Women's ski jumping finally makes it to Olympics

Female ski jumpers allowed to compete in Olympics for the first time

NEW YORK – Ski jumping has been part of the Winter Olympics since they began in 1924. Bt it was always an event for men only – until now.

The U.S. women's team will compete starting Tuesday.

Just getting to the top of the mountain has been an Olympic-size struggle. It took a lawsuit against the International Olympic Committee.

But ski jumpers Lindsay Van, Sarah Hendrickson and Jessica Jerome won the right along with female athletes from 11 other countries.

The IOC argued ski jumping was simply too dangerous. The female jumpers repeatedly found themselves responding to the idea that jumping would injure their ovaries – a claim the former U.S. women’s coach, Larry Stone, scoffs at.

"The fact of the impact of landing from a ski jump could damage a girl's reproductive organs is just nonsense," Stone said.

 But what’s not nonsense is what landing a ski jump can do to a woman’s knee, according to Dr. Sabrina Strickland.

"They are not equal. Women most likely have at least a two-time risk of having a ligament injury," she said.

Strickland, a former competitive skier, is an orthopedic surgeon at the Hospital for Special Surgery in New York. She says in women, the anterior cruciate ligament, or ACL, is simply not made to withstand the forces a jump places on it.

"The normal compensatory mechanisms that help save our knees work better in men than in women," said Strickland.

By flexing their quad muscles, the large ones on the side of the thigh, men give additional lateral support to their ACLs, Strickland says. But women flex their hamstrings, in the back of the leg, and that offers no protection against the ACL being torn if the skier’s balance is at all off.

Hendrickson injured her knee so badly last summer, it was questionable whether she’d make it to Sochi. She’s there now, but has had difficult runs and is complaining her knee hurts.

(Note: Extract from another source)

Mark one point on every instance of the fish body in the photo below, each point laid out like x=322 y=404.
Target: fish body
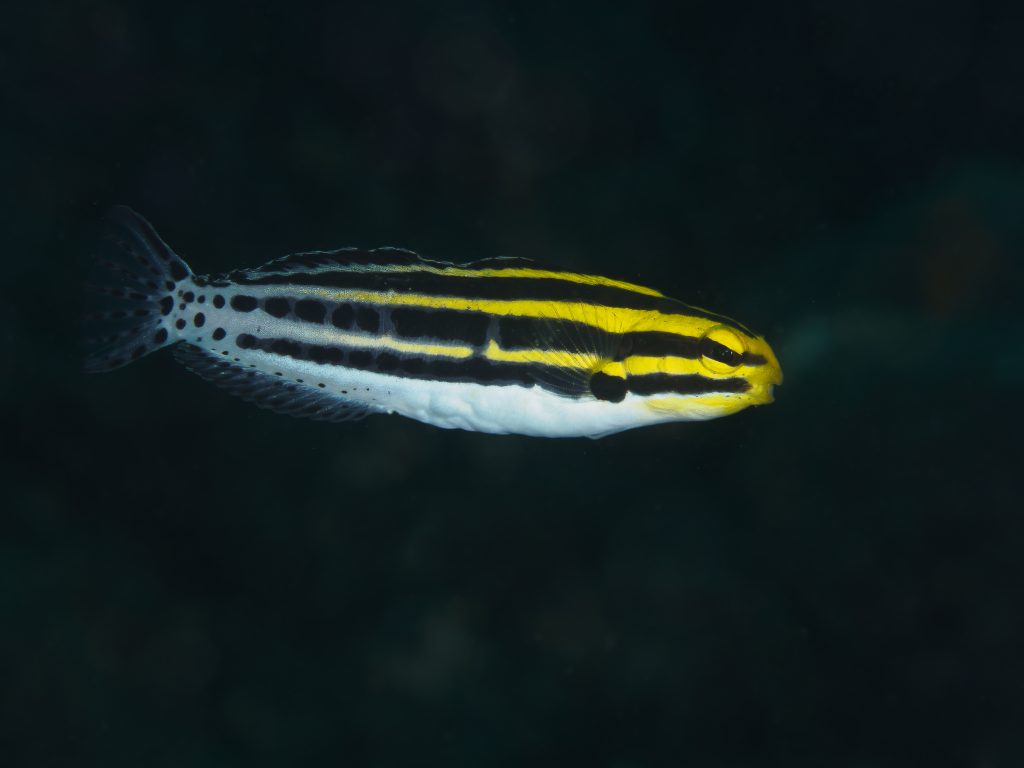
x=502 y=345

In the past year, eight top female ski jumpers have suffered knee injuries, including Canadian Olympic hopeful Alexandra Pretorius.

Coach Stone says injuries are a part of the sport, for women and men.

"I worry for any of my skiers or any skiers who go down. But I don't think there is any gender discrimination in terms of sports injuries. It's just what happens," he said.

Critics of women’s ski jumping say difficult rehab and long-term damage are the other strikes against the sport. The athletes themselves say it’s their bodies, and their right to fly.